On the whole, Beah is a fine writer. I have to question some of the passages in the book — for example, the dream where Beah is carrying a corpse, only to look down and see that the corpse has his own face, seems too clichéd to be plucked from real life. But then again, it’s often the little touches that make his story so haunting. For example, on the evening that news arrives that Beah’s village has been destroyed, he remembers staying up late trying to memorize the words to “Now That We’ve Found Love” by Heavy D and the Boyz. In another passage a man has all his fingers severed save the thumbs, and we’re told that this mutilation is known as “One Love,” after a thumbs-up gesture popular in Sierra Leone.
There is redemption at the end of A Long Way Gone, but very little catharsis. Beah is rehabilitated and eventually enters life as a normal young adult. But his memories remain, as do the lingering after-effects of the war of which he was part. As long as the practice of child soldiering continues in other conflicts throughout the world, Beah seems to be saying, there will be other stories like his. Sadly, most will continue to go untold.
By comparison, What Is the What, a fictionalized memoir billed as a novel of Sudan by Dave Eggers (of McSweeny’s fame) is a quieter story, but is no less troubling. Its protagonist, one Valentino Achak Deng, manages to avoid being inducted into the army, although the threat seems ever-present. Where A Long Way Gone is in some respects a bloodbath, What Is the What is a slow burn.
Like Beah, Deng is driven from his village and uprooted from everything he has known. But unlike A Long Way Gone with its child soldiering, upheaval itself is the central theme of What Is the What.
The story is epic in its scope. Deng and his cohorts spend weeks trudging across the barren Sudanese landscape, starving, dying, being eaten by crocodiles.

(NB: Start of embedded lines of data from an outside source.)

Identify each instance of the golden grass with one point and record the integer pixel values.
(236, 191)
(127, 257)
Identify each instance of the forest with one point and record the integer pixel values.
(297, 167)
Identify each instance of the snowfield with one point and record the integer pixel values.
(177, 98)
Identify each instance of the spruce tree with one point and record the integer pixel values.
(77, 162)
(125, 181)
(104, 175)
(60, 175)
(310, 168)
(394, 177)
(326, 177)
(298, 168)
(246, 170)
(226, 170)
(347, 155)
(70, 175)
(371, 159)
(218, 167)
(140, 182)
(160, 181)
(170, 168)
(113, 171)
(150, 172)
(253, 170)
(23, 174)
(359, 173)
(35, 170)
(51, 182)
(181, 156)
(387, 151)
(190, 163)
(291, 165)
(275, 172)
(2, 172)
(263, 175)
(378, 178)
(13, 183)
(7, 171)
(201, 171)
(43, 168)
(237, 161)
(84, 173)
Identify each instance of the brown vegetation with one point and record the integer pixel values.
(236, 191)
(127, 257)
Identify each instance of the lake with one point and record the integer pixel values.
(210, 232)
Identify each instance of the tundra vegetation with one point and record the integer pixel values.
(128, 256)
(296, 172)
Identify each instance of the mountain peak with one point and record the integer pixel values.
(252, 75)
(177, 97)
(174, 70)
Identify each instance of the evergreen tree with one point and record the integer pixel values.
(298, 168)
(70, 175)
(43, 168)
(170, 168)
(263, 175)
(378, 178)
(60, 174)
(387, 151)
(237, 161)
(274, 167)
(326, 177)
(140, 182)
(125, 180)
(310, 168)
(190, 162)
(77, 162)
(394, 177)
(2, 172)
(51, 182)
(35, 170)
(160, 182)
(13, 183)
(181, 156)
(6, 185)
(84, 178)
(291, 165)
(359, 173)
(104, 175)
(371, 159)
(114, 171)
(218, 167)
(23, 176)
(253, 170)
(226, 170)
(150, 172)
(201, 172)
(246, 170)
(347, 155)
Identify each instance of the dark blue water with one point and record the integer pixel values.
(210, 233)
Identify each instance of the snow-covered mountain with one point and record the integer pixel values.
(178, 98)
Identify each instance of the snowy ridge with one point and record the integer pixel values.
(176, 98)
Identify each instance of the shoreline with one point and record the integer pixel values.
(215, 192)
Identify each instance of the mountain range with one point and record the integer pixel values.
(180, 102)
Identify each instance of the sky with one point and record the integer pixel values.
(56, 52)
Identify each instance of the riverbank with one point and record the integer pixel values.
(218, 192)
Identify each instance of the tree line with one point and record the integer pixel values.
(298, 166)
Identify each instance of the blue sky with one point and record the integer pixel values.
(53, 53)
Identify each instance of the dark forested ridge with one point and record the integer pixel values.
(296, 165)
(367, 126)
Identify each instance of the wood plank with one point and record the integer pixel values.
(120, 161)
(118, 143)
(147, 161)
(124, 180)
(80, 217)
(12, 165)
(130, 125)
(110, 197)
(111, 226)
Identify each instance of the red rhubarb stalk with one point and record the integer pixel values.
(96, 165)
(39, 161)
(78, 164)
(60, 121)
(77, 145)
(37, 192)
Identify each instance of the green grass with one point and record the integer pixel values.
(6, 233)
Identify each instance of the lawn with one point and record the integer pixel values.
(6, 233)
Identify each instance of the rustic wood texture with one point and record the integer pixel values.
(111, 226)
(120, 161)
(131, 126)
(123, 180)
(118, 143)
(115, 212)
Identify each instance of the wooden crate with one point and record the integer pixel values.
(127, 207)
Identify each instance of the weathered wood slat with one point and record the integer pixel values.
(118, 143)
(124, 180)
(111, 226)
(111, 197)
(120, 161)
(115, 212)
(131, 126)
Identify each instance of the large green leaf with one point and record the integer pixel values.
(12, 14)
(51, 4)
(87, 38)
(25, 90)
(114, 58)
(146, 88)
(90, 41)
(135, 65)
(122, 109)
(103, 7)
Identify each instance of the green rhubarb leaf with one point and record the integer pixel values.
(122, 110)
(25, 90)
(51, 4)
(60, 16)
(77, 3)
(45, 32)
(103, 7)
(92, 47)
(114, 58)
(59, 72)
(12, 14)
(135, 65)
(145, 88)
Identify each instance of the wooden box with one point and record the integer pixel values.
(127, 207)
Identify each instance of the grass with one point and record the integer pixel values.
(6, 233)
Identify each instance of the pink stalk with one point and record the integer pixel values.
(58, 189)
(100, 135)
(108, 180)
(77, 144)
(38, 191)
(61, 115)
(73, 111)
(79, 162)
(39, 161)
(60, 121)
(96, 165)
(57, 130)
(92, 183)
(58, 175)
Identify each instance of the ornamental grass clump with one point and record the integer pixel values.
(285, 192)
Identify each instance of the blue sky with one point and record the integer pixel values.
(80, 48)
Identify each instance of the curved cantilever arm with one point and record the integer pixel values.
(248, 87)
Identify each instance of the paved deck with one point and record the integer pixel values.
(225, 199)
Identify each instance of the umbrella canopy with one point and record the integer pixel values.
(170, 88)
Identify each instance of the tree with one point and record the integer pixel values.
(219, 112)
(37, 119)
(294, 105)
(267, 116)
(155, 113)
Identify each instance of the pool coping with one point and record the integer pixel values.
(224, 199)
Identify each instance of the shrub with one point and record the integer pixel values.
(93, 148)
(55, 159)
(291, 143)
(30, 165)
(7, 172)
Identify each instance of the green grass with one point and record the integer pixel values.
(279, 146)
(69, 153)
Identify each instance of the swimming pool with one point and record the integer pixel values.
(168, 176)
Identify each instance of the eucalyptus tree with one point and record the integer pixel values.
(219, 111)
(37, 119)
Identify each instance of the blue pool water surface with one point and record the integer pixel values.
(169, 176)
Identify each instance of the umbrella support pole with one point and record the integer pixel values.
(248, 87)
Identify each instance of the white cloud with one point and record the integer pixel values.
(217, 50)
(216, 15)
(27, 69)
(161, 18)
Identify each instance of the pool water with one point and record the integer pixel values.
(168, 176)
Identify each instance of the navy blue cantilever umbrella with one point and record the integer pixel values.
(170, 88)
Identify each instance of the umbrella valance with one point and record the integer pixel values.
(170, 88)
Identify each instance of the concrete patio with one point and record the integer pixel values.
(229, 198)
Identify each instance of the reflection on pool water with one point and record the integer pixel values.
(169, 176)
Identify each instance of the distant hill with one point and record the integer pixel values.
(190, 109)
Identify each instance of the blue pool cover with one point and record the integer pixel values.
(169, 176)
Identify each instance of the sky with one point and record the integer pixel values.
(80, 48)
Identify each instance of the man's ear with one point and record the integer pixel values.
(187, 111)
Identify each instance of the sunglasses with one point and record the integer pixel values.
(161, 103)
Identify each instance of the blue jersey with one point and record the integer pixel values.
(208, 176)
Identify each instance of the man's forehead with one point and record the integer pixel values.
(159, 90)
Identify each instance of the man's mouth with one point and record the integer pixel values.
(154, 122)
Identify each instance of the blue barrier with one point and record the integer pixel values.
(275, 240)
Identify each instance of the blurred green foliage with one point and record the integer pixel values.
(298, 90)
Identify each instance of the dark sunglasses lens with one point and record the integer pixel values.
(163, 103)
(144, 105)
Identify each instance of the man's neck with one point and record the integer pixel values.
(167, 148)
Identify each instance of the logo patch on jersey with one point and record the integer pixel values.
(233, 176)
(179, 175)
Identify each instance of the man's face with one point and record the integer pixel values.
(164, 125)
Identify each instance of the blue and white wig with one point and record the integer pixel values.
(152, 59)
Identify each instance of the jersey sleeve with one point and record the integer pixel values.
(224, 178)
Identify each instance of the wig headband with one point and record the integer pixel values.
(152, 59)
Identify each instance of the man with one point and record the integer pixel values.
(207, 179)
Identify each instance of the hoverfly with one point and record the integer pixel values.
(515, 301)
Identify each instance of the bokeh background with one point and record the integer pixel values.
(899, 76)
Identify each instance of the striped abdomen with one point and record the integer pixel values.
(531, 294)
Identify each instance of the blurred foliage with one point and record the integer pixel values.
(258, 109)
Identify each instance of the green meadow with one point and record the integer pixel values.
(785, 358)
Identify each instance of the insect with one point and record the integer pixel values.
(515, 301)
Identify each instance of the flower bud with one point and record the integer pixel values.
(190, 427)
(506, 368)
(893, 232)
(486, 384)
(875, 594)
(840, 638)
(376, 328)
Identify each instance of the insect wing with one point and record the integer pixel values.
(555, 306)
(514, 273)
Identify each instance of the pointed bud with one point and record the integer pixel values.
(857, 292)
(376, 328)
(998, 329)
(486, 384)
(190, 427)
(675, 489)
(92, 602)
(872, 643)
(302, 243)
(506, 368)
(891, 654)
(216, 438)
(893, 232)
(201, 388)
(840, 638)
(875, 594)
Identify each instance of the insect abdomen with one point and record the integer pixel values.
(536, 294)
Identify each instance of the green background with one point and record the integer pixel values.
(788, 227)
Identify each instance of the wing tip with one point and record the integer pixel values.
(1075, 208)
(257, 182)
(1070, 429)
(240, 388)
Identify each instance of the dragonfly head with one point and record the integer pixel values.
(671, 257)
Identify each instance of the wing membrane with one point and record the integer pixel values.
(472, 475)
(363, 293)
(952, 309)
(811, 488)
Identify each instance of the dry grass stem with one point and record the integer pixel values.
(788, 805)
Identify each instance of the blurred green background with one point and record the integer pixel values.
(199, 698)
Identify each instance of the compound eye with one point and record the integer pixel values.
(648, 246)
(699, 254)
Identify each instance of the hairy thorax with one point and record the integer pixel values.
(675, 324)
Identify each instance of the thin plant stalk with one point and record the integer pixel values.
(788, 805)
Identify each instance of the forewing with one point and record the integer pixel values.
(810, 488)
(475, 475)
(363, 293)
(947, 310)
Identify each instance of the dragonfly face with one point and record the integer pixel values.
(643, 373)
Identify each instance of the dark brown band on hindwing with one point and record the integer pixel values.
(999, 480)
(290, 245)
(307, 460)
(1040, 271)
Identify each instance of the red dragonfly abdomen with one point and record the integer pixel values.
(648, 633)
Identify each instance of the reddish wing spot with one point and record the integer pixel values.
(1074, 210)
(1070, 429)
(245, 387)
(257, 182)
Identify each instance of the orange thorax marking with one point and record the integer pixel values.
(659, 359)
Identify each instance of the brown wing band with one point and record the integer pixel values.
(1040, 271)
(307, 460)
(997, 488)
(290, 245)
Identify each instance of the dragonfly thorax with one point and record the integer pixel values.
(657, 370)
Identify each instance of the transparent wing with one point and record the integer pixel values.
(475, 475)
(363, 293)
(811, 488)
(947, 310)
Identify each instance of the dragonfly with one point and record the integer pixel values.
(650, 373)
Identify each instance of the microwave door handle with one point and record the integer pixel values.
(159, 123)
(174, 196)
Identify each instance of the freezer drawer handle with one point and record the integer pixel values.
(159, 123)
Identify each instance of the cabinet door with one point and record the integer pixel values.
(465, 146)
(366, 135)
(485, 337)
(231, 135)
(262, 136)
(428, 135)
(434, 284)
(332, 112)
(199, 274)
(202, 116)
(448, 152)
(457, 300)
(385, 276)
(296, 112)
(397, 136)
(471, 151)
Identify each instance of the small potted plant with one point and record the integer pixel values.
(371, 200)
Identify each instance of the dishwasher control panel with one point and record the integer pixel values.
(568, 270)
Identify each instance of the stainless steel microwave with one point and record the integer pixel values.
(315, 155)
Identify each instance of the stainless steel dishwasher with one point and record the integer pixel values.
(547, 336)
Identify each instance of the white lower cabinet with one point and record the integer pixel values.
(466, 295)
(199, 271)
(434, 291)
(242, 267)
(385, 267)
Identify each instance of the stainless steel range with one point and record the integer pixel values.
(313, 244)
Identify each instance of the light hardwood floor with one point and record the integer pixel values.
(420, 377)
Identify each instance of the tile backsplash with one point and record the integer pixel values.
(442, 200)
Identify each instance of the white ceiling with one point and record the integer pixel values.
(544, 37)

Then, after finally arriving in neighboring Ethiopia and Kenya, they find themselves penniless squatters in sprawling refugee camps. For years they live this way, any semblance of their former lives all but erased.
Even when some of the Sudanese youth are lucky enough to be given a new life in the United States, the truth still fails to live up to their expectations. They are minorities; they are poor. They work in restaurants, at retail stores, or at the front counter of a gym. At the opening of the story, Deng is robbed in his home at gunpoint by a black man who calls him “Africa.” A life that has been thoroughly smashed is difficult — perhaps impossible — to rebuild fully, and Eggers reminds us that there are many lives yet being shattered in the ongoing strife in Sudan.
True to form, the charity-conscious Eggers is donating all proceeds from the book to the Valentino Achak Deng Foundation, which distributes funds to Sudanese refugees in the U.S. and supports the real-life Deng’s college education. And that’s just as well, because otherwise the most immediate flaw in the book is the presence of Eggers himself.
I’ve never been able to decide whether a reader who made it all the way through both halves of A Heartbreaking Work of Staggering Genius should be congratulated or taken out back and shot. What Is the What proves that Eggers hasn’t learned all that much since his first book, and it’s full of frustrating passages that somehow manage to make a real-life Sudanese refugee sound like a self-absorbed Greenwich Village dilettante. The key, however, is to stick with it. By about 2/3 of the way into the book, Deng’s tale is in full swing, and much of Eggers’ sophomoric artifice falls away. By the end, you’ll agree that Deng’s story needed to be told. It’s just a shame that it had to be told by such a vain, pretentious twit.